在处理IBM Cloud Logs日志时,可以使用类似以下的查询字符串来轻松查找相关日志记录:
- 在报告方式下,
"context restriction" permit OR deny
会返回具有访问权的日志行,这些日志行将呈现 许可 或 拒绝。 - 在报告方式下,您可以使用
"context restriction" permit
来仅显示允许的访问权。 同样,将"context restriction" deny
用于被拒绝的访问。 - 最后,当处于 强制 方式时,请对与拒绝访问相关的日志行使用类似
context restriction rendered
的查询字符串。
建议在实施新规则之前 30 天对其进行监视。 在 CBR 文档中,以仅报告方式和启用方式了解有关 监视基于上下文的限制 的更多信息。
为了准备在更远的部分中使用 Terraform 部署 CBR 对象,请转至具有 CBR 规则 的浏览器选项卡。 在此处,通过单击先前创建的规则的点菜单并选择 除去,然后使用 删除进行确认,以删除先前创建的规则。 然后,单击 网络区域 并删除先前创建的区域。
定义云资源的访问策略
要为基于上下文的限制 (CBRs) 设置正确的规则集,您应该已定义云资源的访问策略。 所有资源都应由身份和访问权管理 (IAM) 保护。 这意味着,应该在用户或服务标识访问资源之前执行认证和授权检查。 CBR 通过根据源条件和其他规则切断网络访问来添加保护,但它们不会替换正确的 IAM 配置。 此外,许多服务支持将网络流量限制到专用端点,因此已经减少了访问选项。

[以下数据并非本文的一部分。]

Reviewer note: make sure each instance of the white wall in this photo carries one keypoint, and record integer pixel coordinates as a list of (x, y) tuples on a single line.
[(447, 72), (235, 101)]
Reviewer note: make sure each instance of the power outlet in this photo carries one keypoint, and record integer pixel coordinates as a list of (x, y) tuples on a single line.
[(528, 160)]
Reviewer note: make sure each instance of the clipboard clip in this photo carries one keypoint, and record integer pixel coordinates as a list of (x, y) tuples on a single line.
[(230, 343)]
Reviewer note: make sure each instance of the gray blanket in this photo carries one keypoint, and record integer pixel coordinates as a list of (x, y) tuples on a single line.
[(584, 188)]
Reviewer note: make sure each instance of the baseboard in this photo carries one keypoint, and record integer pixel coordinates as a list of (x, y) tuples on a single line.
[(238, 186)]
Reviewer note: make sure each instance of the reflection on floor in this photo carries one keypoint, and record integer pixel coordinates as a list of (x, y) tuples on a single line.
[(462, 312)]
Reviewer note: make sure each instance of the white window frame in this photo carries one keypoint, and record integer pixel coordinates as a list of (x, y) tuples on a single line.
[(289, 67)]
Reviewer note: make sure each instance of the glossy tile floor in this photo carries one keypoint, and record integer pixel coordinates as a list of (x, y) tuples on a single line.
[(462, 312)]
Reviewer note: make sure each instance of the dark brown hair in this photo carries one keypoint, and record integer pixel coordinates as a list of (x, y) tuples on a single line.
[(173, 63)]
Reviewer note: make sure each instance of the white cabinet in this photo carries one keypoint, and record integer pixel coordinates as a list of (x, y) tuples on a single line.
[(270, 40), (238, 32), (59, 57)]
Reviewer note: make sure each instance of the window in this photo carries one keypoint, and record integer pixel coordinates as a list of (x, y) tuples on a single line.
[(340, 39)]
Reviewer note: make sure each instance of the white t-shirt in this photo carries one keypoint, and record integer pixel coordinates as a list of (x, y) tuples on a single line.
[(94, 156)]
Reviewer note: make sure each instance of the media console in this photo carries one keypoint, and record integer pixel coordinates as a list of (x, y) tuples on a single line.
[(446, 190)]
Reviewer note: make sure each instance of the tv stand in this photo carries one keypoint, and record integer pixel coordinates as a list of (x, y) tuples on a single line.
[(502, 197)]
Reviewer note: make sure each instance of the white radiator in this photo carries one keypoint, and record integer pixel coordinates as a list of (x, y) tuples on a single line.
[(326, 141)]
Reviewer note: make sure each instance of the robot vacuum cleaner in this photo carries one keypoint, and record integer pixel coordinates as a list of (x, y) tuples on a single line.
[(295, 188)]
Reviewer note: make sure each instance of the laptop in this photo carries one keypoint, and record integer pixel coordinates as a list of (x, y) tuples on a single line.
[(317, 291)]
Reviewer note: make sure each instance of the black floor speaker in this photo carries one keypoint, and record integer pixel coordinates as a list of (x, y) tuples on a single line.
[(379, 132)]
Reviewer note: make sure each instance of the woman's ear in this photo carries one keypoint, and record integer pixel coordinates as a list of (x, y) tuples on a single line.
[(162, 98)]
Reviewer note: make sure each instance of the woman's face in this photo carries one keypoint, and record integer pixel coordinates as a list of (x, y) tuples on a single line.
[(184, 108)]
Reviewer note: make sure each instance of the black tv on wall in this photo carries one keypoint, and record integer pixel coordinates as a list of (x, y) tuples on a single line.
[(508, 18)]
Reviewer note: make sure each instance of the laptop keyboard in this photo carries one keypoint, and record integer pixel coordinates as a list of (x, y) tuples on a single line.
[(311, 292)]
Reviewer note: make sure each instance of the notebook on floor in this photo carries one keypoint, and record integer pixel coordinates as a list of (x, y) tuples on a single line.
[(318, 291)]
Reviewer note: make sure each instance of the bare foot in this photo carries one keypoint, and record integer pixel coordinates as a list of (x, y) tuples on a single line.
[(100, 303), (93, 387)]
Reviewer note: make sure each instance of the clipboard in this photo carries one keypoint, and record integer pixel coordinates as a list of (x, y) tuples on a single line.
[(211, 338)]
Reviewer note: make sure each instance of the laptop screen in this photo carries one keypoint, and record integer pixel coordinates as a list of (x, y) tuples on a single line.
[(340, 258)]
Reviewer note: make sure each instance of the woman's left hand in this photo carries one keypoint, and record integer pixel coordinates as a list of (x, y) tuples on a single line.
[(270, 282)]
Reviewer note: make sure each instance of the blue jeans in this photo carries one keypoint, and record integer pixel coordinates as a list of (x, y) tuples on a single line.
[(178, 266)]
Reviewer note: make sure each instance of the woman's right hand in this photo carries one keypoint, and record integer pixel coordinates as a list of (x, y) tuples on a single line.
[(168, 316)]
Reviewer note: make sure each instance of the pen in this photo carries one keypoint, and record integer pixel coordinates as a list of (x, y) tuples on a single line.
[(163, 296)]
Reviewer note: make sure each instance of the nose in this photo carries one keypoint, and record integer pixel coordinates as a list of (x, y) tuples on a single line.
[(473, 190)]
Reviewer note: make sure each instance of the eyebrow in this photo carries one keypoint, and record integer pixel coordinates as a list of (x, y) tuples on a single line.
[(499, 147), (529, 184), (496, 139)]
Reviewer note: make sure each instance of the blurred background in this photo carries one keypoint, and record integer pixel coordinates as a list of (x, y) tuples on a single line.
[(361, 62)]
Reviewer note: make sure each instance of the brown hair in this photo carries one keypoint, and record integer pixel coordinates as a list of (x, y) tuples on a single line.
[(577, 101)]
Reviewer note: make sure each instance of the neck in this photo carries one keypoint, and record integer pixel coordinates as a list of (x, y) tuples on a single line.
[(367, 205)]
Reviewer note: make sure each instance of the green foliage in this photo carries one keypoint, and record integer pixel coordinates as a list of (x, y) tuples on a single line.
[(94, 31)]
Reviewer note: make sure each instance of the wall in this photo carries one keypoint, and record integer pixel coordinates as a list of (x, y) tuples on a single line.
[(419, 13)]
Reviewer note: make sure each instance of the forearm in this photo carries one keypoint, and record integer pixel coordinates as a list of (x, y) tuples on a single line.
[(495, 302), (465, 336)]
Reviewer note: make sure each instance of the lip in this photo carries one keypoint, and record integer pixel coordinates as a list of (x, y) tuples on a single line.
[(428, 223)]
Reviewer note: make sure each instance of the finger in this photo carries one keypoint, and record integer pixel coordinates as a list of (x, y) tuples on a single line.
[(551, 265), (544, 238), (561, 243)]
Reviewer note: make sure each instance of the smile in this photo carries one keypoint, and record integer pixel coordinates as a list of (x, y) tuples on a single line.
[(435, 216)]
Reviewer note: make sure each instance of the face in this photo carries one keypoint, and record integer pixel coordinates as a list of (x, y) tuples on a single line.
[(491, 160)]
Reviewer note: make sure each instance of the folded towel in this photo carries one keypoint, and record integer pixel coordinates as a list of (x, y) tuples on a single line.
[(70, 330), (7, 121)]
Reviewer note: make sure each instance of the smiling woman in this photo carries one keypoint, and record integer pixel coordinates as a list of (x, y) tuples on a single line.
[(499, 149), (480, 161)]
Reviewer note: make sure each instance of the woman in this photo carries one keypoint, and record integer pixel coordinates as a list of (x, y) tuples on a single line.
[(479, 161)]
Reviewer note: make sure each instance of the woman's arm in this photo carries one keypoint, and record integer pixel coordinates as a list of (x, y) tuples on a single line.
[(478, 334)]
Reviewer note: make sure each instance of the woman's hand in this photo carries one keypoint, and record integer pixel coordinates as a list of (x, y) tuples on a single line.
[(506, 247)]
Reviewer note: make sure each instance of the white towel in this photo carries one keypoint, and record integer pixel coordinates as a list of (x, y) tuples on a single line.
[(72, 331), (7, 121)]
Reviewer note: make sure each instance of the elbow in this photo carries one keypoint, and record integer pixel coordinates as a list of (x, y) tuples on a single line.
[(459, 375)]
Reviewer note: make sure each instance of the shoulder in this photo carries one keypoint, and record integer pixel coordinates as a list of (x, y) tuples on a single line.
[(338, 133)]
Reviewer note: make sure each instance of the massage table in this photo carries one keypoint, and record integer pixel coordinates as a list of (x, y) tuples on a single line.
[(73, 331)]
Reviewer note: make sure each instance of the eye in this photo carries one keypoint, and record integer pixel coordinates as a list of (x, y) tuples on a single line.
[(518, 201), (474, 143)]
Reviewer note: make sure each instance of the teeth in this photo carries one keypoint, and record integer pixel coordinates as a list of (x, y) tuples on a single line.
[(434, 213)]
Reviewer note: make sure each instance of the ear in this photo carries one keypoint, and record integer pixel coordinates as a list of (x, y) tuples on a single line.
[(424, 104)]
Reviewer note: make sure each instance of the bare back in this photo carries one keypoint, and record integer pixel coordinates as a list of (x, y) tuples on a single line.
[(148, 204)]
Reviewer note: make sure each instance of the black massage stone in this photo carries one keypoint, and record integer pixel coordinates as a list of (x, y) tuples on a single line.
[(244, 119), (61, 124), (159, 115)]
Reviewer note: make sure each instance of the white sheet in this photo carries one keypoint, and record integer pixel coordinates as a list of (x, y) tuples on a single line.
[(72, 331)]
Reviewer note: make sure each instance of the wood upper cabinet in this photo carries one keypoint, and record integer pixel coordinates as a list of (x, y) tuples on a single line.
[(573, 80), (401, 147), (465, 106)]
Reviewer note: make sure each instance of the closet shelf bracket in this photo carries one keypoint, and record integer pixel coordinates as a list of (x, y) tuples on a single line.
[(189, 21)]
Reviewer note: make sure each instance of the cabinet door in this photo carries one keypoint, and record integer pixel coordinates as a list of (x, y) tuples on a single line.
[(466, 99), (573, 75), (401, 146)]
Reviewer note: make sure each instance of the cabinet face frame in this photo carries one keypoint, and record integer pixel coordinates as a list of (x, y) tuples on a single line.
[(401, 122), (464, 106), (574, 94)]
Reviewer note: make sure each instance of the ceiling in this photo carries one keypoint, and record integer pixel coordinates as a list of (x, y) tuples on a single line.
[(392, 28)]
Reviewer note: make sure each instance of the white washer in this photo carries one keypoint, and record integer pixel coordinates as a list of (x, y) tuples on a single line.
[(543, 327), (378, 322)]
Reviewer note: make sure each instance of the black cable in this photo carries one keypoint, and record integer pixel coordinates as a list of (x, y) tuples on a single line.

您可能会发现某些规则会影响管理资源的适当性,例如,通过浏览器控制台。 此外,您需要确保不会拒绝自己访问资源,管理仪表板和 API。 因此,您必须考虑防御主机,企业网络,网关,甚至 Cloud Shell。 此外,某些服务支持对 CBR 配置的数据平面和控制场所访问进行细颗粒度区分,例如,Kubernetes Service 集群和管理 API。
总之,应提出以下问题:
- 所有资源是否都受 IAM 和类似的资源保护?
- 如何访问资源,这些资源是否已在可能的情况下仅限于专用端点?
- 是否可以分离数据平面和控制平面访问?
- 什么是与使用相关的流量,哪些是与管理工作相关的流量? 如何处理紧急情况?
- 上述流量从何而来?
使用报告方式可了解与基于上下文的限制相匹配的活动。 基于规则的决策是呈现许可还是拒绝? 这是否符合您的期望? 要了解活动并使用 CBR 规则正确处理这些活动,建议使用至少一个月的报告方式测试阶段。 这允许对期望的一组网络区域和上下文规则采用迭代方法。
对于本教程,我们将定义以下网络区域:
- Kubernetes Service 集群的区域
- Object Storage 的区域
- 使用家庭网络 (企业或堡垒) 的地址作为 家庭区域 的 IP 范围
此后,我们将定义如下上下文规则:
- 用于从区域访问 Key Protect 实例:
- Kubernetes Service 集群
- Object Storage
- 用于从区域访问 Object Storage 实例及其存储区:
- Kubernetes Service 集群
- 顺带
- 用于从区域访问 Container Registry 以及具有容器映像 的名称空间:
- Kubernetes Service 集群
- 用于从专区访问 Kubernetes Service 集群及其管理 API:
- 顺带
可以使用单个 Terraform 命令以仅报告方式或强制方式部署所有上述区域和规则。 请注意,这些规则并非用于生产用途,而是作为样本,用于调查仅报告方式下的使用情况和流量。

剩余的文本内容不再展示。